Ali bin Fudayl, hadîs âlimidir. Büyük velilerden Fudayl bin İyad’ın oğludur. Vera ve takvası çok fazlaydı... Bir gün ağlıyordu. Babası Fudayl bin İyad;
-Yavrucuğum, niçin ağlıyorsun? diye sordu. Şöyle cevap verdi:
-Ey babacığım! Eğer kıyâmet günü bir araya gelemezsek, hâlimiz nice olur? Onun için ağlıyorum!..
Bunun üzerine Fudayl hazretleri oğluna buyurdu ki:
-Yavrucuğum Abdullah bin Mübârek buyuruyor ki; Allahü teâlâ için dünyâdan kesilen kimsenin hali ne güzeldir...
Ali bin Fudayl bu sözleri duyunca düşüp bayıldı. “Seni ağlatan nedir?”
Süfyân bin Uyeyne buyuruyor ki: “Fudayl bin İyâd ve oğlu kadar Allah korkusu olan kimse görmedim.”
Fudayl bin İyâd buyuruyor ki:
-Kûfe’de bir keçimiz vardı. Bir gün başkalarının arpalarından yemişti. Bundan sonra o keçinin sütünden içmedik.
İbn-i Mübârek buyuruyor ki:
-Zamanımızda insanların en üstünü, Fudayl ve oğlu Ali’dir.
Bu mübarek baba ile oğulun havf (Allahü teâlânın azabından korkmak) ve reca (Allahü teâlânın rahmetinden ümidli olmak) ve fazîletleri hakkında anlatılan kıssalar çoktur.

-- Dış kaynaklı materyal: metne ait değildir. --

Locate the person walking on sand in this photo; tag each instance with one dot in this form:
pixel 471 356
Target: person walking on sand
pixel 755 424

Bir gün Ali bin Fudayl bir kimsenin, “O gün insanlar, âlemlerin Rabbi için (Ona hesab vermek için kabirlerinden) kalkacaklar” (Mutaffifîn sûresi-6) âyet-i kerîmesini okumakta olduğunu duydu. Bunun tesiri ile bayıldı ve yere düştü. Bir gün de, Ali bin Fudayl ağlıyordu.
-Seni ağlatan nedir? diye sordular.
-Bana zulmedene, yârın Allahü teâlânın huzuruna çıkıp da, hiçbir sebep yokken niçin zulm ettiği kendisine sorulunca, hiçbir cevap veremeyecek olan kimseye acıyorum da onun için ağlıyorum, buyurdu.

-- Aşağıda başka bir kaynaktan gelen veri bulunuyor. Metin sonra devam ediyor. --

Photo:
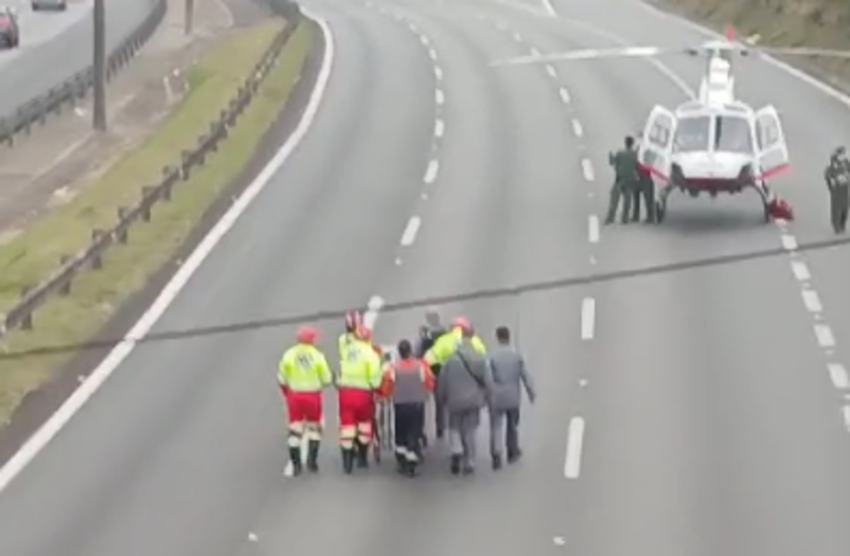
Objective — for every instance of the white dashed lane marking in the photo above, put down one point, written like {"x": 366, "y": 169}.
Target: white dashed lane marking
{"x": 575, "y": 442}
{"x": 812, "y": 301}
{"x": 587, "y": 169}
{"x": 410, "y": 231}
{"x": 577, "y": 129}
{"x": 824, "y": 336}
{"x": 801, "y": 271}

Fudayl bin İyâd hazretlerine, oğlu Ali’nin “Yalnız başıma öyle bir yerde olsam ki, ben insanları görsem, ama insanlar görmeseler” dediğini söylediler. Fudayl hazretleri de “Keşke oğlum Ali sözünü tamamlasaydı ve; “Öyle bir yerde olsam ki, insanlar beni, ben de insanları görmesem” deseydi.
“El-Kâria” sûresi okunurken...
Bu nurlu oğul, babasından bir müddet önce vefât etti.
Vefât etmesine sebep şu idi ki, Ali bin Fudayl Kur’ân-ı kerîmden bir sûreyi sonuna kadar dinlemeye tahammül edemez düşüp bayılırdı. Bir defasında, birisi “El-Kâria” sûresini okuyordu. Ali bin Fudayl bunu dinlerken düşüp bayıldı. Baktılar ruhunu teslim etmiş.